Pentingnya Hidayah
Ma’asyirol muslimin rahimani wa
rahimakumullah
Segala puji bagi
Allah, kita memuji-Nya, kita meminta tolong kepada-Nya, kita memohon ampun
kepada-Nya, dan kita meminta perlindungan kepada Allah dari kejelekan diri kami
dan kejelekan amal kami. Siapa yang Allah beri petunjuk maka tidak ada yang
dapat menyesatkannya.
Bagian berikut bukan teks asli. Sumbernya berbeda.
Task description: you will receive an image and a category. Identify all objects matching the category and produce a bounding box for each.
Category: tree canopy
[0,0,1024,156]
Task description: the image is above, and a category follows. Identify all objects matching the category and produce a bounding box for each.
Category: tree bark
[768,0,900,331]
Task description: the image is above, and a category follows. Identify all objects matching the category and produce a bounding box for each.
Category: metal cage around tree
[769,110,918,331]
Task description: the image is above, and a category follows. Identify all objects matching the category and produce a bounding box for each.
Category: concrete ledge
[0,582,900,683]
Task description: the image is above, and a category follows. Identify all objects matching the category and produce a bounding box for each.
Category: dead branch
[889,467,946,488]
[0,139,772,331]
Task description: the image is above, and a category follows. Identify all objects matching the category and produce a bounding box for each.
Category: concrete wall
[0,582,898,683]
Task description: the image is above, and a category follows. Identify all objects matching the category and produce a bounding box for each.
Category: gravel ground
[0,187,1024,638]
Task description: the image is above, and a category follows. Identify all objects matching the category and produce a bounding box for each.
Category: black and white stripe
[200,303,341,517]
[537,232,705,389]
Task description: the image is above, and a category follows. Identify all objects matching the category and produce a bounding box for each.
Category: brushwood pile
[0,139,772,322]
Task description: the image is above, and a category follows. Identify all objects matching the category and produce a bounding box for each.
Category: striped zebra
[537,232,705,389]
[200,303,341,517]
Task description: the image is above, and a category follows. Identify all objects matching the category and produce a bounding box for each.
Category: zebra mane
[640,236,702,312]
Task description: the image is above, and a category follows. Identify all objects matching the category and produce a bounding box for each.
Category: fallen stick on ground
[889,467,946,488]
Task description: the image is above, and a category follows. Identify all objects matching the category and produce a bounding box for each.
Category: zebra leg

Dan siapa yang sesat, maka tidak ada yang dapat memberi
petunjuk kepadanya.
Tidak ada
sesembahan yang berhak disembah selain Allah dan Muhammad adalah hamba Allah
dan utusan-Nya.
Shalawat dan
salam tetap tercurah pada beliau, pada keluarganya, pada sahabatnya, dan pada
setiap orang yang mengikuti jalan beliau yang lurus dan yang mengajak pada
shirathal mustaqim hingga hari kiamat kelak.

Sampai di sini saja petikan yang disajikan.